Multiple Rumor Source Recognition Model Based on Graph Attention Networks

MA Manfu, YANG Xin, LI Yong, LIU Zezheng   

  1. College of Computer Science and Engineering, Northwest Normal University, Lanzhou 730070, Gansu, China
  • Received:2024-05-21 Revised:2024-07-27 Published:2024-10-16

摘要: 谣言源的准确识别能够抑制谣言的传播扩散,减少谣言对社会公众的影响。目前的谣言源识别模型忽略了节点之间影响力的差异性,导致在聚合邻居特征信息时权重相同,从而降低了谣言源识别的准确性。提出一种基于图注意力网络(GAT)的多谣言源识别模型——MRSDGAT。首先,在一个完成谣言传播的社交网络中,利用用户状态、谣言来源突出性和中心性将社交网络中的用户节点表示成向量,通过此向量构建出节点的特征矩阵。然后,通过GAT挖掘节点之间的相互影响力,计算节点的影响力权重,并按照节点间的影响力权重聚合节点特征信息。接着,在注意力层之间引入残差连接以缓解梯度消失问题,提高识别多个谣言源的能力。最后,模型输出的值为每个节点作为源节点的概率值,概率值越大,表明该节点作为源节点的可能性越大。实验结果表明,在Karate数据集上,MRSDGAT模型的F1值比基线GCNSI模型提升了14.09、13.32、13.10百分点,比基线LPSI模型提升了23.41、22.59、24.21百分点,识别性能更优。

关键词: 节点表示, 谣言源, 多谣言源识别, 图注意力网络, 残差连接

Abstract: The accurate recognition of rumor sources can help suppress the spread of rumors and reduce their impact on the public. Existing rumor source recognition models often overlook the differences in mutual influence between nodes, which leads to equal weighting when aggregating neighboring feature information, thereby reducing the accuracy of rumor source recognition. This paper proposes a multiple-rumor source recognition model based on Graph Attention Networks (GATs), called, MRSDGAT. First, in a social network where a rumor has already spread, user status, source prominence of rumors, and centrality are used to represent user nodes as vectors that are then used to construct a feature matrix for the nodes.

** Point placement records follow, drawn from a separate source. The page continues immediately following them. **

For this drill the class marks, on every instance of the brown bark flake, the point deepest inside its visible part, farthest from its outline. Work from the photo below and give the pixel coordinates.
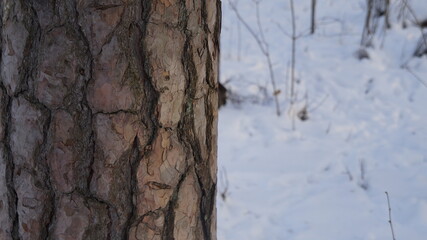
(108, 114)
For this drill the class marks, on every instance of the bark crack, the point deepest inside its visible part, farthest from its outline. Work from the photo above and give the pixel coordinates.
(10, 166)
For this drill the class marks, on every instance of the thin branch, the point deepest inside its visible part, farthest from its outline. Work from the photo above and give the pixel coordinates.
(263, 46)
(293, 52)
(411, 11)
(389, 216)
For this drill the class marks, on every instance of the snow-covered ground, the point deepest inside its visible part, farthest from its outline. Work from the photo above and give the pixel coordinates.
(366, 132)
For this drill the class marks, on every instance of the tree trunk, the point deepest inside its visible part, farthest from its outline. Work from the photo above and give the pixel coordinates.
(108, 121)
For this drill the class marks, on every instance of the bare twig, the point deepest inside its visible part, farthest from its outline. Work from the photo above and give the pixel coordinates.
(389, 216)
(263, 46)
(411, 11)
(293, 52)
(313, 16)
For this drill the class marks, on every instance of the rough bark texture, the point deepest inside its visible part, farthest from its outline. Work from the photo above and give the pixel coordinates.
(108, 119)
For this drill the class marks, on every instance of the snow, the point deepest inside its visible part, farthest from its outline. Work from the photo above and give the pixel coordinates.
(366, 133)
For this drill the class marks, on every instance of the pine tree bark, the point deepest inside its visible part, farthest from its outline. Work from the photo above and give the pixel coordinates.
(108, 120)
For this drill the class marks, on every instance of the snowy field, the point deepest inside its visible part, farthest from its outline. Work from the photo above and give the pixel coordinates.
(366, 131)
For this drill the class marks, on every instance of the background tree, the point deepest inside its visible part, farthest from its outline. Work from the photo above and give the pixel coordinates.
(108, 119)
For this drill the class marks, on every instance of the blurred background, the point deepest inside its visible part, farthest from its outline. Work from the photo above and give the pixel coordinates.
(323, 110)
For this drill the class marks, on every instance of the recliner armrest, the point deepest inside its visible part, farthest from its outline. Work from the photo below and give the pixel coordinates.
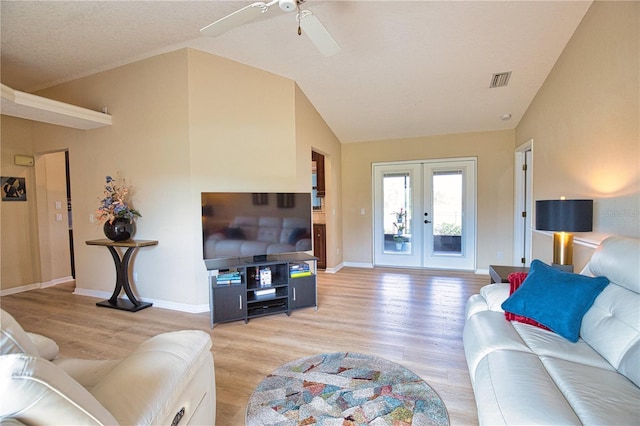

Subsequently, using the GAT is employed to explore the mutual influence between nodes, calculate the influence weights, and aggregate node feature information according to the weight of the influence between nodes. Simultaneously, residual connections are introduced between the attention layers to resolve the issue of gradient disappearance and improve the ability to identify multiple rumor sources. Finally, the model outputs the probability value of each node as a source node. The larger the probability value, the greater the possibility that the node is a source node. The experimental results show that on the Karate dataset, the F1 value of the MRSDGAT model improves by 14.09, 13.32, and 13.10 percentage points compared to the baseline GCNSI model, and by 23.41, 22.59, and 24.21 percentage points compared to the baseline LPSI model, indicating better recognition performance.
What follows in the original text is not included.